Stop-gap legislation that allowed the British government to continue ordering telecom and Internet companies to retain communications data for 12 months is unlawful, the U.K.’s high court ruled on Friday.
The ruling sets an example for other European Union countries looking to introduce new data retention laws following a European court ruling last year.
Many E.U. member states scrapped laws based on the E.U. Data Retention Directive demanding the storage of telecom and Internet metadata after an April 2014 ruling from the Court of Justice of the European Union (CJEU) found that the directive violated fundamental privacy rights. Since then, though, many governments have moved to introduce new data retention laws that would provide law enforcers with continued access to communications data without, they say, violating fundamental rights.
Following the CJEU ruling, the U.K. government rushed through a new data retention law, the Data Retention and Investigatory Powers Act 2014 (DRIPA), through Parliament.
Two members of Parliament, David Davis and Tom Watson, called for a judicial review of DRIPA, saying it is incompatible with the European Convention on Human Rights and the E.U. Charter of Fundamental Rights, which cover fundamental privacy rights.
On Friday, the U.K. High Court ruled that Section 1 of DRIPA would not apply after March 31, 2016, effectively giving the government nine months to come up with a new data retention law. The act does not ensure that access to and use of retained data is restricted to the prevention and detection of precisely defined serious offences, nor does it require a court or to grant such access or use, the ruling said.
Davis, an MP for the ruling Conservative Party, welcomed the ruling: “The court has recognized what was clear to many last year, that the Government’s hasty and ill-thought through legislation is fatally flawed. They will now have to rewrite the law to require judicial or independent approval before accessing innocent people’s data.”

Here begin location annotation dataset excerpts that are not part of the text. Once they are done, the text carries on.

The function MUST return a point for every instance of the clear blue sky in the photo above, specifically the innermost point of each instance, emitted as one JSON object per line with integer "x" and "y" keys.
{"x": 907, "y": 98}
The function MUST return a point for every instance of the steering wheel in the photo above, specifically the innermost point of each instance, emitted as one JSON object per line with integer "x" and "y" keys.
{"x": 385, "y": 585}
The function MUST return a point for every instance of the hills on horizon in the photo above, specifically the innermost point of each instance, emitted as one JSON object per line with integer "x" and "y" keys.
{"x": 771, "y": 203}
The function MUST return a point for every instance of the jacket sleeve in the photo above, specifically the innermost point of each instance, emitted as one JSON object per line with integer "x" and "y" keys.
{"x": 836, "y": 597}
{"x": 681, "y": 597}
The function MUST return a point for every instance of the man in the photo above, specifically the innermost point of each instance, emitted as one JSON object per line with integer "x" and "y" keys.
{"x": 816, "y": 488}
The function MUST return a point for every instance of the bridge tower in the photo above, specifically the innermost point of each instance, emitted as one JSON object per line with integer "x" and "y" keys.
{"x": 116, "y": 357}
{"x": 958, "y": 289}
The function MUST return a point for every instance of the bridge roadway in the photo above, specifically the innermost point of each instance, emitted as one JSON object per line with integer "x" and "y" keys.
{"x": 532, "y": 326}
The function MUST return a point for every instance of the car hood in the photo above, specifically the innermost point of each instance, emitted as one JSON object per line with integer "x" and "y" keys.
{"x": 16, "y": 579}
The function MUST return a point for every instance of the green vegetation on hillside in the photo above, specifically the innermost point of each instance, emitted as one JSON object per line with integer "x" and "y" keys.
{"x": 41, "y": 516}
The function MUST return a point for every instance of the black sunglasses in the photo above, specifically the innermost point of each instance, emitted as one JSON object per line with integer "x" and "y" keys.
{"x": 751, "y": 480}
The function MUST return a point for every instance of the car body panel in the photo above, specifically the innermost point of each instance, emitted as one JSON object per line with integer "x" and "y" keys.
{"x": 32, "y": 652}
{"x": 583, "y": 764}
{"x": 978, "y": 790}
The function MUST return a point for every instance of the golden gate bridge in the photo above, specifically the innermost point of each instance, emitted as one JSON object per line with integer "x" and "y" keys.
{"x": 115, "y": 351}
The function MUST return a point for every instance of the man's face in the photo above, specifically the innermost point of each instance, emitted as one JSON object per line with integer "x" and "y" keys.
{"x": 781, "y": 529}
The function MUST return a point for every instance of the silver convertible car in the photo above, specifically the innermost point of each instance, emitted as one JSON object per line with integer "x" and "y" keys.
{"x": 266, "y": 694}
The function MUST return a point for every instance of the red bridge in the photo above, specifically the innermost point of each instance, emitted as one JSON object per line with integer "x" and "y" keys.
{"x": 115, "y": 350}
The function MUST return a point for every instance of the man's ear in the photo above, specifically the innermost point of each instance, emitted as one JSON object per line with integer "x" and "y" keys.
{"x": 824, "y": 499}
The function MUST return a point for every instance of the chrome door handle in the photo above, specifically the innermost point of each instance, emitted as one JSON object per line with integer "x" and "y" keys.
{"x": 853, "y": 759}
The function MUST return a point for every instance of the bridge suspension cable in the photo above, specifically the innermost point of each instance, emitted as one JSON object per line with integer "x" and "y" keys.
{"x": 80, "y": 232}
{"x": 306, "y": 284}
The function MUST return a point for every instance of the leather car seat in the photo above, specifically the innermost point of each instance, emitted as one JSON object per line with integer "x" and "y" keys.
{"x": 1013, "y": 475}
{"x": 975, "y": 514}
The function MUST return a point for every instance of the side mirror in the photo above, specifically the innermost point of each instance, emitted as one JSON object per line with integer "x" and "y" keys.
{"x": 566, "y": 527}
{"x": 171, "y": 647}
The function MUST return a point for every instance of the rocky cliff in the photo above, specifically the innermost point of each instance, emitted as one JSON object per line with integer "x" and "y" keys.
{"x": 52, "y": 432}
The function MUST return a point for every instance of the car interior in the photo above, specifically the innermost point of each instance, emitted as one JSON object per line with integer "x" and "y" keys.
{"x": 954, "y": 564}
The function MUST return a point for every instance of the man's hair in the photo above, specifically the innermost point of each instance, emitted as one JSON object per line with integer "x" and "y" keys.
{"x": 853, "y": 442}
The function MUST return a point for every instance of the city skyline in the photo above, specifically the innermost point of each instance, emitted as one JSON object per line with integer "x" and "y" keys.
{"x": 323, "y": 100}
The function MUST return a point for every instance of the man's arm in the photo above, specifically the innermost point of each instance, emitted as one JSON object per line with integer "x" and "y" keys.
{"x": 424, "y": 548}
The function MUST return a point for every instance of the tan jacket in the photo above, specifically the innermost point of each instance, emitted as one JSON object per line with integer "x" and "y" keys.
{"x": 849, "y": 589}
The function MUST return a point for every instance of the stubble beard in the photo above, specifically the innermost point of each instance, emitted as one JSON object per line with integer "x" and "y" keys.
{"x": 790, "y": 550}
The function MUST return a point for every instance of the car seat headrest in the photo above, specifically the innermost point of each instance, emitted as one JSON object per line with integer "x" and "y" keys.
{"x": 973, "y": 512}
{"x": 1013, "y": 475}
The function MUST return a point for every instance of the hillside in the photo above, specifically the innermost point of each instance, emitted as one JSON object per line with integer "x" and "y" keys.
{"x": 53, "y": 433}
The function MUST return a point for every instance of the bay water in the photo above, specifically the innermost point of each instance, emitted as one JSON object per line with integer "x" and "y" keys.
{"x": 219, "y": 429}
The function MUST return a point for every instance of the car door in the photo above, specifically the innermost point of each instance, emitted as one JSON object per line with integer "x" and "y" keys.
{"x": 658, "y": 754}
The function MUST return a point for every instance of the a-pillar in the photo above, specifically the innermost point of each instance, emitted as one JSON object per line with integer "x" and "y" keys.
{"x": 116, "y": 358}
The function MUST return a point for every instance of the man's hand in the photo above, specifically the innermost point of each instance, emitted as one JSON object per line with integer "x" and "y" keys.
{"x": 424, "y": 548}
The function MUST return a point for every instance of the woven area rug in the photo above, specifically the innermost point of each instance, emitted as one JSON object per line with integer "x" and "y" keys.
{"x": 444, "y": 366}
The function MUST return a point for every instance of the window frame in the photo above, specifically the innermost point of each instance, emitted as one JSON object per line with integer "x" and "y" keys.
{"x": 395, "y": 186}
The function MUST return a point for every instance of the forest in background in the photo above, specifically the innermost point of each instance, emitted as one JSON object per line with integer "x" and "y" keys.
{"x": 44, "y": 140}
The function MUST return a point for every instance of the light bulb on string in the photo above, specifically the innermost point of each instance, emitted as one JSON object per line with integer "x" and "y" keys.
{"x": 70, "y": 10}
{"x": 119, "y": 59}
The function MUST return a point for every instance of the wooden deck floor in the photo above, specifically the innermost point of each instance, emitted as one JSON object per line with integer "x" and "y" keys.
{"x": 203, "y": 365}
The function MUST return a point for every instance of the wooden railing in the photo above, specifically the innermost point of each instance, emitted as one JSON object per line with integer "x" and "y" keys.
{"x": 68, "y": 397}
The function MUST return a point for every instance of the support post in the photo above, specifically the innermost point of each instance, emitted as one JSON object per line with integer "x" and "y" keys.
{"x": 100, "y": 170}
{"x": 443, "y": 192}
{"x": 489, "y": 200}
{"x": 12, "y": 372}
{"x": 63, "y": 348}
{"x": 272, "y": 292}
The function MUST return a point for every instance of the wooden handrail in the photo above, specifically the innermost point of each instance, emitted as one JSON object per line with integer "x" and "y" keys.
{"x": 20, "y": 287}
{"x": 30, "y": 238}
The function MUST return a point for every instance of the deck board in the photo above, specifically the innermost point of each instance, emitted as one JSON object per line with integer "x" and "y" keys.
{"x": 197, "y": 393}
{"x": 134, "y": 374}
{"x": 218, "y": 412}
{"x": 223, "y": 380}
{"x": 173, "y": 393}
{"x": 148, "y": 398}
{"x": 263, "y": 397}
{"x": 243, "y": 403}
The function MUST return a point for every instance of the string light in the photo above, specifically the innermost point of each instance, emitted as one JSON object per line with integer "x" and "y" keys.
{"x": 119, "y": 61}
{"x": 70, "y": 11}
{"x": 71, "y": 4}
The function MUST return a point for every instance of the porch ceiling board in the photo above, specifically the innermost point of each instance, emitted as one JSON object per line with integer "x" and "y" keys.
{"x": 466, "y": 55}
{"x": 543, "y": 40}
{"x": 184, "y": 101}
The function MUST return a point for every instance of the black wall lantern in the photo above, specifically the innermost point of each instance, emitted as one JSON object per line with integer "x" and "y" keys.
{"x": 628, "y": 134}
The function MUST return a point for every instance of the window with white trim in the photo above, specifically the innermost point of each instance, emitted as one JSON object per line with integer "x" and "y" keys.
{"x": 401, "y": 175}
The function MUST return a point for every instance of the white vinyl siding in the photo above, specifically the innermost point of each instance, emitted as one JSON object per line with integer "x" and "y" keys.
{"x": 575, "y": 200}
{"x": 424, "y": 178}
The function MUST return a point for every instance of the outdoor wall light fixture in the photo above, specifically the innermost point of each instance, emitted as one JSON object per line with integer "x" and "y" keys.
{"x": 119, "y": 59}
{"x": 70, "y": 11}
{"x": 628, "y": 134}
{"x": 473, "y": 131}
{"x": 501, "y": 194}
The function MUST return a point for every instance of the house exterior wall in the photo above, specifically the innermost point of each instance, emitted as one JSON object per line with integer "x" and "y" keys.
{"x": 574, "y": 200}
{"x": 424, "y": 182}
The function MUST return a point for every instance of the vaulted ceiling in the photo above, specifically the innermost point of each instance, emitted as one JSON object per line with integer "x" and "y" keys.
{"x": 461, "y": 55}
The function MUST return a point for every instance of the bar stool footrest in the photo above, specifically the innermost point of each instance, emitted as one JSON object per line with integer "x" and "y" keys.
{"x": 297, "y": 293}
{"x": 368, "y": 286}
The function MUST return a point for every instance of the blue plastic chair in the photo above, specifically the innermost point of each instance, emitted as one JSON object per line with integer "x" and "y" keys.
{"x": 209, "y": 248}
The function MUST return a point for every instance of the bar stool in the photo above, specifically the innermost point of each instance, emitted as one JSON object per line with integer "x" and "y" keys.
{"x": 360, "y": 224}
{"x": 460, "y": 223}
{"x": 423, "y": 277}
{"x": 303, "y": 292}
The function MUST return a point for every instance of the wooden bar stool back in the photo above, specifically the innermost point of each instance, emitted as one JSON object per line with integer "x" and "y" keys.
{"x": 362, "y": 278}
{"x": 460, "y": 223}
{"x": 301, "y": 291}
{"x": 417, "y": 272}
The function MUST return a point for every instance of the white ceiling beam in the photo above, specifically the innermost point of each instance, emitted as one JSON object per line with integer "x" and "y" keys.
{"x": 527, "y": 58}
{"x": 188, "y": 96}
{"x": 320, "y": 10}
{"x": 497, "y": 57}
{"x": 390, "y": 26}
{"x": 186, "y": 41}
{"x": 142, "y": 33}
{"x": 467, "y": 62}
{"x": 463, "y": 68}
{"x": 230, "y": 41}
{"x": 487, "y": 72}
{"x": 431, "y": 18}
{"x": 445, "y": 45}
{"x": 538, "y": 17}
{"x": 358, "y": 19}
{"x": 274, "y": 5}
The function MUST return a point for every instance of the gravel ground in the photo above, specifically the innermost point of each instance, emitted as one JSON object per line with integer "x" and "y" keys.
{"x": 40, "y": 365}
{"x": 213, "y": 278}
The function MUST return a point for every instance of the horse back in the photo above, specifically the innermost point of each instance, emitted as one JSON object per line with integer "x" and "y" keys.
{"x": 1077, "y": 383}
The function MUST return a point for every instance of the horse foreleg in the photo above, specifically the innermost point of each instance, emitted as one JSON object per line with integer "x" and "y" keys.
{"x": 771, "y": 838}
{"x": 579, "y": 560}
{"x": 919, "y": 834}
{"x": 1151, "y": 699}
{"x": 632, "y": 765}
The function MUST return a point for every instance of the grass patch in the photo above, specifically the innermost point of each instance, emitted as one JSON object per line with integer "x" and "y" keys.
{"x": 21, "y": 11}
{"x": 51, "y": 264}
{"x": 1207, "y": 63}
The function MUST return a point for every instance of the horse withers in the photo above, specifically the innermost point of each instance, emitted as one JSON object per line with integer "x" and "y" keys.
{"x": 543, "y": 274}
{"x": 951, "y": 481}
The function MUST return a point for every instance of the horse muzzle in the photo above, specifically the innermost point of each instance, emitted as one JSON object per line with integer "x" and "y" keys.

Watson, a member of the opposition Labour Party, said any new law should provide independent oversight of the Government’s data-collection powers.
Other E.U. countries, while less hasty than the U.K., are also keen to reintroduce data retention laws. For example, in Germany the government unveiled plans in May for a law that would oblige providers to store call and Internet traffic metadata for up to 10 weeks, while location data would have to be stored for four weeks. Germany hasn’t had a data retention law since the German Federal Constitutional Court ruled the previous law unconstitutional in 2010. In the Netherlands, where the national data retention law was scrapped by a court in March, the government is looking to introduce a new one as soon as possible.
Reacting to the U.K. ruling, Member of the European Parliament Jan Philipp Albrecht wondered how many high courts in the E.U. will have to judge data retention unlawful before the European Commission and E.U. countries start enforcing the CJEU ruling.
The U.K. government plans to appeal the ruling. Security Minister John Hayes warned that, without a data retention law, communications data that could potentially save lives would only be available to the police and other law enforcement if a communications company had decided to retain it for commercial reasons.